Mar 14 2013
Some of the brightest galaxies in the universe – infant galaxies that churned out tens of thousands of stars each year at the dawn of the universe – evolved much sooner and in greater numbers than previously thought, according to new measurements obtained by University of Arizona astronomers.
The results are published in a set of papers to appear in the journal Nature on March 14 and in the Astrophysical Journal. The research is the most recent example of the discoveries coming from the new international ALMA observatory, which celebrates its inauguration today. ALMA, which stands for Atacama Large Millimeter/submillimeter Array, is an array of 66 radio telescopes located in the dry and cloudless Atacama Desert in Chile.
The most intense bursts of star birth are thought to have occurred in the early universe, in massive, bright galaxies. These starburst galaxies used to convert vast reservoirs of cosmic gas and dust into new stars at a furious pace – many hundreds of times faster than in stately spiral galaxies like our own Milky Way. By looking far into space, at galaxies so distant that their light has taken many billions of years to reach us, astronomers can observe this busy period in the universe's youth.
"Even though these galaxies are among the brightest objects in the universe, they are very hard to see with telescopes that detect visible light, such as the Hubble Space Telescope," said Dan Marrone, an assistant professor at the UA's Steward Observatory and a leading author on the publications. The reason, Marrone explained, is that these young galaxies are enshrouded in thick clouds of dust. "Instead, we use ALMA to look for them in light coming from the dust itself. To ALMA, these are some of the brightest objects in the sky outside our own galaxy."
The international team of researchers first discovered these distant and enigmatic starburst galaxies with the National Science Foundation's 10-meter South Pole Telescope and then used ALMA to zoom in on them to explore the stellar baby boom in the young universe. They were surprised to find that many of these distant dusty star-forming galaxies are even farther away than expected. This means that, on average, their bursts of star birth took place 12 billion years ago, when the universe was just under 2 billion years old – a full billion years earlier than previously thought.
Two of these galaxies are the most distant of their kind ever seen – so distant that their light began its journey when the universe was only 1 billion years old. One of them appears to host the most intense burst of star formation that has ever been seen. Water molecules are also detected in that same galaxy, marking the most distant observations of water in the cosmos published to date.
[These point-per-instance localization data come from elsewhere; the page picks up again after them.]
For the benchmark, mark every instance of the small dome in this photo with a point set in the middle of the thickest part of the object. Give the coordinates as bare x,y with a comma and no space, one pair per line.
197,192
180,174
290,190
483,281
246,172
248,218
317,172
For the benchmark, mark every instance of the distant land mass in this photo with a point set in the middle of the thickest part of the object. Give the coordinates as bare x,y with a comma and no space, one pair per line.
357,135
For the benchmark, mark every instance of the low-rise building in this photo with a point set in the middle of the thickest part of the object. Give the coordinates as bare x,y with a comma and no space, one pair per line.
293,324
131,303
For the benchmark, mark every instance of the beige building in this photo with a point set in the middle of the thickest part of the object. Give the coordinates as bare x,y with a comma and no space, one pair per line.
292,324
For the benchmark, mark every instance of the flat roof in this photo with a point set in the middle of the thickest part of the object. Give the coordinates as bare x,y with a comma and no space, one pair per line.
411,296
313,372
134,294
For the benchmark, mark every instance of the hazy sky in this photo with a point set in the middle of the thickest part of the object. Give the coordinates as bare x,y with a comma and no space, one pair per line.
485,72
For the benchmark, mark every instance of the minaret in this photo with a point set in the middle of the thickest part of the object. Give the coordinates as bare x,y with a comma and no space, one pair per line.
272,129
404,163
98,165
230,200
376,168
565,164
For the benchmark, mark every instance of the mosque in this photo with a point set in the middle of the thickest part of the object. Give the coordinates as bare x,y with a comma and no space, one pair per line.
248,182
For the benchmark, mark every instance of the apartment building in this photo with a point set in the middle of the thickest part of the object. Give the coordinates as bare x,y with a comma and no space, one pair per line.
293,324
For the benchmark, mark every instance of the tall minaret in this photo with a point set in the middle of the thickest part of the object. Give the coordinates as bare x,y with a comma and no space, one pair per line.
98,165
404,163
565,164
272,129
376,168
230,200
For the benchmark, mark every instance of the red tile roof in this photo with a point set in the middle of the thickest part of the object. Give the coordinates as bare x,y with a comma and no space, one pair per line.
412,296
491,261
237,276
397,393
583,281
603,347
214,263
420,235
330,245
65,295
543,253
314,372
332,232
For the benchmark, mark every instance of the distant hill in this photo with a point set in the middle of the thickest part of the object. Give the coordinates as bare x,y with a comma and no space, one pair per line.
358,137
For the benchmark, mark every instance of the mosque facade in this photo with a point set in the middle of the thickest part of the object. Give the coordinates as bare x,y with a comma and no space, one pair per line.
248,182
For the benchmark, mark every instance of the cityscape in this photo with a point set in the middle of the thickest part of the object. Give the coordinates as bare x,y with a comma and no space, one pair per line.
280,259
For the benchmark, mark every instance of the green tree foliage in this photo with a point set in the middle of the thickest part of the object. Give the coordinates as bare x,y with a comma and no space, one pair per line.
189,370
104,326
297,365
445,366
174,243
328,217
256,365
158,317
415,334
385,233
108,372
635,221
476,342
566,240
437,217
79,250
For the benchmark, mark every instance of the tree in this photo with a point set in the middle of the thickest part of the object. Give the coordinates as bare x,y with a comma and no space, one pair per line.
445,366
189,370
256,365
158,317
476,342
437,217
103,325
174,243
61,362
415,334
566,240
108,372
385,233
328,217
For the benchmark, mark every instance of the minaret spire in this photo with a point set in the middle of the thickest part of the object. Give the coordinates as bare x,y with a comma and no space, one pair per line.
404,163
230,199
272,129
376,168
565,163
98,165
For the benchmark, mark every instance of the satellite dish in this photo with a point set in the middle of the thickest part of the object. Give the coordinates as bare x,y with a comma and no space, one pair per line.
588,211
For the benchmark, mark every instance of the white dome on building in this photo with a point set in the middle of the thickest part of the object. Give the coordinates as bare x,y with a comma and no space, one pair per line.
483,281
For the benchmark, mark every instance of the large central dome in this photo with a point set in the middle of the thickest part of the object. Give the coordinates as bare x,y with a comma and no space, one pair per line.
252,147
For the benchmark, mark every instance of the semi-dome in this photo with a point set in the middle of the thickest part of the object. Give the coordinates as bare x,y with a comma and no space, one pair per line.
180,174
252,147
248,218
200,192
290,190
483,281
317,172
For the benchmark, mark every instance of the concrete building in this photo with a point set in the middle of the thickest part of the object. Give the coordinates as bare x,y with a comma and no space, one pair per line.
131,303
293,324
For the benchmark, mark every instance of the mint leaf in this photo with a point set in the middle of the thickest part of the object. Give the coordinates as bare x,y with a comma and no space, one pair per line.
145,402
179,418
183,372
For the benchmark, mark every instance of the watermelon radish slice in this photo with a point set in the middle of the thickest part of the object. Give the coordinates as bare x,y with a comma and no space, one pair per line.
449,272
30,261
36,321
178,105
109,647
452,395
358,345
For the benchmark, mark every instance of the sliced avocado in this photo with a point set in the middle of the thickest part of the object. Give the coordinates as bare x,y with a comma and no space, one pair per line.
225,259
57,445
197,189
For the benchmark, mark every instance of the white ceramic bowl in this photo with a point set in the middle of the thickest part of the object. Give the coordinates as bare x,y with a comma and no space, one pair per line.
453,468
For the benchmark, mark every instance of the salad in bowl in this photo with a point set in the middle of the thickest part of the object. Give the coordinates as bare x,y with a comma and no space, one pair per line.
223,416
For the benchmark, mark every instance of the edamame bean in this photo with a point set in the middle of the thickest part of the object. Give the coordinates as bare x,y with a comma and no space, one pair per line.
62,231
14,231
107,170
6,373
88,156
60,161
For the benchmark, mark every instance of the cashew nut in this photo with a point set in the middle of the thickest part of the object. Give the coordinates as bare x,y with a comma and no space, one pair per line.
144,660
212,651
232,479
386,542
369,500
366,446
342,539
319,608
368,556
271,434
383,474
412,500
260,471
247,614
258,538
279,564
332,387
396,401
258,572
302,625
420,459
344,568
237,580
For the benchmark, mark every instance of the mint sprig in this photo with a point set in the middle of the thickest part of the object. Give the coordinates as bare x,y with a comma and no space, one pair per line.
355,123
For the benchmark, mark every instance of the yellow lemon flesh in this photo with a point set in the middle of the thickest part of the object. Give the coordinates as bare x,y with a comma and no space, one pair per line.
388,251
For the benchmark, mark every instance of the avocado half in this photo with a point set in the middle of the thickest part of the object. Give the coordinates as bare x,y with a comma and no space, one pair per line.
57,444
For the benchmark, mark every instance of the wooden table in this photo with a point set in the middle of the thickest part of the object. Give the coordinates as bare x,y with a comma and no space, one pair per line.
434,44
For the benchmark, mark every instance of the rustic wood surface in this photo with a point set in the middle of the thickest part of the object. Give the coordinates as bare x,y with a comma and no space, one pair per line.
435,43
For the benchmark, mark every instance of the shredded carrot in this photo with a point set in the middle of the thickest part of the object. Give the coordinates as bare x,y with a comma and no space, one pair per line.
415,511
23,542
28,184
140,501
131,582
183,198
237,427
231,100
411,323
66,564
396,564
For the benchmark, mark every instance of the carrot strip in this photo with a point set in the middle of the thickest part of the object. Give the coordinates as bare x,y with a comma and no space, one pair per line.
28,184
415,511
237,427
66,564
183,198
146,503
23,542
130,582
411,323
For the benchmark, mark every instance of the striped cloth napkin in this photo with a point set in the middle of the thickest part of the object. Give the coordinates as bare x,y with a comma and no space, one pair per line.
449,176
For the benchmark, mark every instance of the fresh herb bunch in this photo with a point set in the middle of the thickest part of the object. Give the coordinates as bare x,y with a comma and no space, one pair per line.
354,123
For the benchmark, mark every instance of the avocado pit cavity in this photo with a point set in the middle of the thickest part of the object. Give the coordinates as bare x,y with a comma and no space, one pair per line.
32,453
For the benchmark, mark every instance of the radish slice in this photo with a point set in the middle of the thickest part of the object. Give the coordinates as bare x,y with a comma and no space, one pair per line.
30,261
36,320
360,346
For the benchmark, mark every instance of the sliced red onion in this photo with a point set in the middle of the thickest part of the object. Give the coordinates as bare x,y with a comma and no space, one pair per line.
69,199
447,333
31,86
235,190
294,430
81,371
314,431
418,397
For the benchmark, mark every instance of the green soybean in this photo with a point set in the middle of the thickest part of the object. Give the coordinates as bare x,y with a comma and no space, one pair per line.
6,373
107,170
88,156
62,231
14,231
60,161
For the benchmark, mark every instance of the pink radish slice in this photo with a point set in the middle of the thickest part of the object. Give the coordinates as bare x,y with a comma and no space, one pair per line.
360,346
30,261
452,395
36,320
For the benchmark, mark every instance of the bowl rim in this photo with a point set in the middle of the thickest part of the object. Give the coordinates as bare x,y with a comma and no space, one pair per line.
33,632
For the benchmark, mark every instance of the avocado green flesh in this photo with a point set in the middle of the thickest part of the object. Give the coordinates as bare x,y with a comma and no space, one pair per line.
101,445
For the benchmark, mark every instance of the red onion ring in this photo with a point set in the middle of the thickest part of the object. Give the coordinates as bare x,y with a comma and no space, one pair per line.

The team used the unrivalled sensitivity of ALMA to capture light from 26 of these galaxies at wavelengths of around three millimeters. Molecules of carbon monoxide, a poisonous gas that is also the second most abundant molecule in the universe, are created in the star-forming gas in these galaxies and emit light at certain specific wavelengths. These wavelengths are stretched by the expansion of the universe over the billions of years that it takes the light to reach us. By measuring the stretched wavelengths, astronomers can calculate how long the light's journey has taken, and place each galaxy at the right point in cosmic history.
"The sensitivity of ALMA allowed us to do in a few minutes per galaxy what used to require hours or even multiple nights," said Joaquin Vieira, postdoctoral scholar at the California Institute of Technology and lead author on the Nature paper.
The astronomers were using only a partial array of 16 of ALMA's 66 giant antennas, as the observatory was still under construction at an altitude of 5,000 meters on the remote Chajnantor Plateau in the Chilean Andes. When complete, ALMA will be even more sensitive, and will be able to detect even fainter galaxies.
For now, the team targeted the brighter ones. It took advantage of a helping hand from nature, too: using gravitational lensing, an effect predicted by Einstein's general theory of relativity, where light from a distant galaxy is distorted by the gravitational influence of a nearer foreground galaxy, which acts like a lens and makes the distant source appear brighter.
"Gravitational lensing causes the light from the distant galaxies to trace out a large, magnified circle around the lensing galaxy," explained UA astronomy graduate student and coauthor Justin Spilker, who has been analyzing the ALMA data and helped create the images revealing the galaxies' structure.
"This makes them much easier to see, and we use our understanding of gravity to take out the effect of the lensing and recreate the structure of the distant galaxy. The mass of these distant galaxies provides us with natural telescopes to view objects even further away."
Analysis of the distortion reveals that some of the distant star-forming galaxies are as bright as 40 trillion (40 million million) suns, and that gravitational lensing has magnified this by up to 22 times.
Marrone, who is the principal investigator of the gravitational lensing portion of the project, explained that because only those super-distant galaxies can be discovered that happen to lie in perfect alignment with another galaxy that can act as a lens and the Earth, it is likely that they are much more abundant than previously thought.
"It has been thrilling to be among the first to use ALMA to study the very early universe," added Spilker. "We are now trying to use the molecules we see to explain how and why these galaxies were so active, so soon after the Big Bang."